A lot more aggression, then, and far fewer Oscar performances, it would seem, is the recipe for an immediate improvement in the side. By Oscar performances, I do not, unfortunately mean award-winning centuries. No. These performances are well-orchestrated RADA-worthy histrionics, prize exhibitions of agony and pain, premature apologies for subsequent dismissal, or perhaps merely ostentatious complaints from the middle about the uneven bounce of the pitch. It never ceases to amaze me that a ball which hits, say, Graham Gooch or Wilf Slack on the hand seems to have an exponentially more painful effect on, for example, Ian Botham. Wilf and Graham will just take off the glove, give the hand a quick matter-of-fact, no-fuss rub, and, concentration unbroken, return to face the music. Sometimes you see them mouth the odd word of polite recrimination – ‘Oh gosh!’, or ‘Dear me’ can occasionally be lip-read – but obdurately they continue with their innings.
One cannot help but wonder whether Beefy Botham on the contrary has not had one MGM screen test too many.

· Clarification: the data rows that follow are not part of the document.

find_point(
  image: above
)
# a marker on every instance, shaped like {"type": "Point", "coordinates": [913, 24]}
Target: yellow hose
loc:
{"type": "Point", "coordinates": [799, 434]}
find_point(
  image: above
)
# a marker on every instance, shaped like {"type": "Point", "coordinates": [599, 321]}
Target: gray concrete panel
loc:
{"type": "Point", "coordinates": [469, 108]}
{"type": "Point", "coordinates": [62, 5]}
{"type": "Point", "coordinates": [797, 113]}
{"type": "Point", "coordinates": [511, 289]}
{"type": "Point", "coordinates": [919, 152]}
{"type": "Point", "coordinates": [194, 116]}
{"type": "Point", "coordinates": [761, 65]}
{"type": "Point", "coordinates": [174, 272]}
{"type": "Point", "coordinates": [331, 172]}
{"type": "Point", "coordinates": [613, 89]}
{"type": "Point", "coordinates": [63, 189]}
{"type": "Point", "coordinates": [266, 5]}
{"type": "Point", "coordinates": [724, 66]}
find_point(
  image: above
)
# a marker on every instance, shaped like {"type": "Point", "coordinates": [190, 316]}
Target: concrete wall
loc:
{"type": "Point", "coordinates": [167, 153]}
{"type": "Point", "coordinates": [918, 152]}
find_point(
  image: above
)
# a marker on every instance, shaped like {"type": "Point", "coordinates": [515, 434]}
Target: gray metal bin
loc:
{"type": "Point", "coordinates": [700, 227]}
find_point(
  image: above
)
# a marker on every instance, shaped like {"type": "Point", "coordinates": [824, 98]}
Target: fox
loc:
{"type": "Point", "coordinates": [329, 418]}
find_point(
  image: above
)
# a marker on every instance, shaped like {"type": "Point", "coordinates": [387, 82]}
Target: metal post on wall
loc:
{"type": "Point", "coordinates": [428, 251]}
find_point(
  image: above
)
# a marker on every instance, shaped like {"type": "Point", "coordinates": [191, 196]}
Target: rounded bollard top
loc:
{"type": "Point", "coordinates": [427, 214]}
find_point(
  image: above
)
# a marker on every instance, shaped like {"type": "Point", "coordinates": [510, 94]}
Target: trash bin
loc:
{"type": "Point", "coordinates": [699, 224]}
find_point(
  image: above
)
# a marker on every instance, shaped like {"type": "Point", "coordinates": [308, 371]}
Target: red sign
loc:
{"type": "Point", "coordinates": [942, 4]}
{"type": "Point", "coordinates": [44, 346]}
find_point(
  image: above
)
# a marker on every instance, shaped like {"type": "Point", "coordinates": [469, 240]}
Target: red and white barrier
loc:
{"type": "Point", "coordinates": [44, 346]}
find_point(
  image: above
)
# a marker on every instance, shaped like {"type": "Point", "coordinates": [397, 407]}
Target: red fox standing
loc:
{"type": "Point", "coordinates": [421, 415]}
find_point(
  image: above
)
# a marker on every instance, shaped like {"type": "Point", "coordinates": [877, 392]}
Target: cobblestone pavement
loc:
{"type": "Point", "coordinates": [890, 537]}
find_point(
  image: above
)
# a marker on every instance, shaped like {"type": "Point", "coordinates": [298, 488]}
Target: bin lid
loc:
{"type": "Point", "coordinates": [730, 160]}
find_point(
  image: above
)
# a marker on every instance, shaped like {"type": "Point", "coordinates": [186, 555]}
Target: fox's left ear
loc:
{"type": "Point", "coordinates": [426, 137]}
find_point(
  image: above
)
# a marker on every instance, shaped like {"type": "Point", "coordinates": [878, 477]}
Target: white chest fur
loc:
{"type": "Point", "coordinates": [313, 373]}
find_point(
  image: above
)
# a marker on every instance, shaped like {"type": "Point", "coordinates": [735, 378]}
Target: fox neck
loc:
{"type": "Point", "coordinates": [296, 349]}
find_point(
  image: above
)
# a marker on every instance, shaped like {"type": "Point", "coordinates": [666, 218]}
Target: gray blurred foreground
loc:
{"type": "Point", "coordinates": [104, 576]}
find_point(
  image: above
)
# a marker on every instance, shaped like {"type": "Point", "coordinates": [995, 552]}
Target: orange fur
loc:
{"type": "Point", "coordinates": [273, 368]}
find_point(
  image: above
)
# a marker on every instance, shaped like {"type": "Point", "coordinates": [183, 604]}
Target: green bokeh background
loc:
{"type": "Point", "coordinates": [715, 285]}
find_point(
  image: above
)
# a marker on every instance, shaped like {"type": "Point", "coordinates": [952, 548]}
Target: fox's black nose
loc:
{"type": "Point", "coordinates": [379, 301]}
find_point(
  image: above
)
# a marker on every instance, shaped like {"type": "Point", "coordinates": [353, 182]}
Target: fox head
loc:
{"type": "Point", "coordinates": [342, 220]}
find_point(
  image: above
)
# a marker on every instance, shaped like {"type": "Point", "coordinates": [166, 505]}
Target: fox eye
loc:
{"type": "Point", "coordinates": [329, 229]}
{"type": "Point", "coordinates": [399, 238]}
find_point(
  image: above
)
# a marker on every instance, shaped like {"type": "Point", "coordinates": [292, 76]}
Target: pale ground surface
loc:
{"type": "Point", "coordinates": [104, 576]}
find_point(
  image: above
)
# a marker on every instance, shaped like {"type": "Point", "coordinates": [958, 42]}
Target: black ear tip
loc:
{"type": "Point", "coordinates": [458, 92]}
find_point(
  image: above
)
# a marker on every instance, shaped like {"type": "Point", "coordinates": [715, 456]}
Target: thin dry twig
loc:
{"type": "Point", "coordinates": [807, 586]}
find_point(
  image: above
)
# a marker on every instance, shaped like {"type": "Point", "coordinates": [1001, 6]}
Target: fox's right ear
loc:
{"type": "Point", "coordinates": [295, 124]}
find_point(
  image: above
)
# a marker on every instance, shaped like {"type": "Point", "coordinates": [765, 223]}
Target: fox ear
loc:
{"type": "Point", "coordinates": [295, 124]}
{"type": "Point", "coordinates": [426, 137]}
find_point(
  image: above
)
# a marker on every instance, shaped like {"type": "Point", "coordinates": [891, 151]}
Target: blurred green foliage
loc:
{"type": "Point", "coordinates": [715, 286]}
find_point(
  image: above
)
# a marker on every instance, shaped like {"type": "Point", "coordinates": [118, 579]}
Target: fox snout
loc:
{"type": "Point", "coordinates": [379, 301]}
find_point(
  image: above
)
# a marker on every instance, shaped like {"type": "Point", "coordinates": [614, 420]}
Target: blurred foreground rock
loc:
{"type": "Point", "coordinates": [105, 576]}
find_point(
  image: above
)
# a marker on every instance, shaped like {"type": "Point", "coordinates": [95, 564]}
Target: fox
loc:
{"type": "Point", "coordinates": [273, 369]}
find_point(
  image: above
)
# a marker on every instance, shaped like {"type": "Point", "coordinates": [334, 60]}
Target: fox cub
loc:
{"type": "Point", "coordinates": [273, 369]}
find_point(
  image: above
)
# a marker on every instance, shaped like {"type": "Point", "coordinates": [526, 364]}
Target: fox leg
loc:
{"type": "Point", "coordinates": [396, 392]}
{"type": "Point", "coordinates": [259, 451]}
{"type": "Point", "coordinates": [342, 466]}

Indubitably painful though a knock on the glove must be, it is highly doubtful whether ten minutes’ ranting and wailing, in the best classical Greek chorus tradition, has a terribly good psychological effect on the next poor blighter padded up. According to Phil, who was absolutely incensed over such an occurrence one evening, the ham acting and vituperative complaints about the pitch and the bowling that spill over into the dressing room upon dismissal, do far more than any West Indian pace-man to psyche our next poor batsman out.
‘I just wouldn’t allow it!’ said Phil dogmatically.
It is, of course, a constant source of frustration and annoyance to Phil, one of the more thinking and articulate members of the team (God knows, it isn’t difficult), that he is in no position of authority to decide what is or is not allowed. At the moment, or so it would seem, anything, but anything, goes.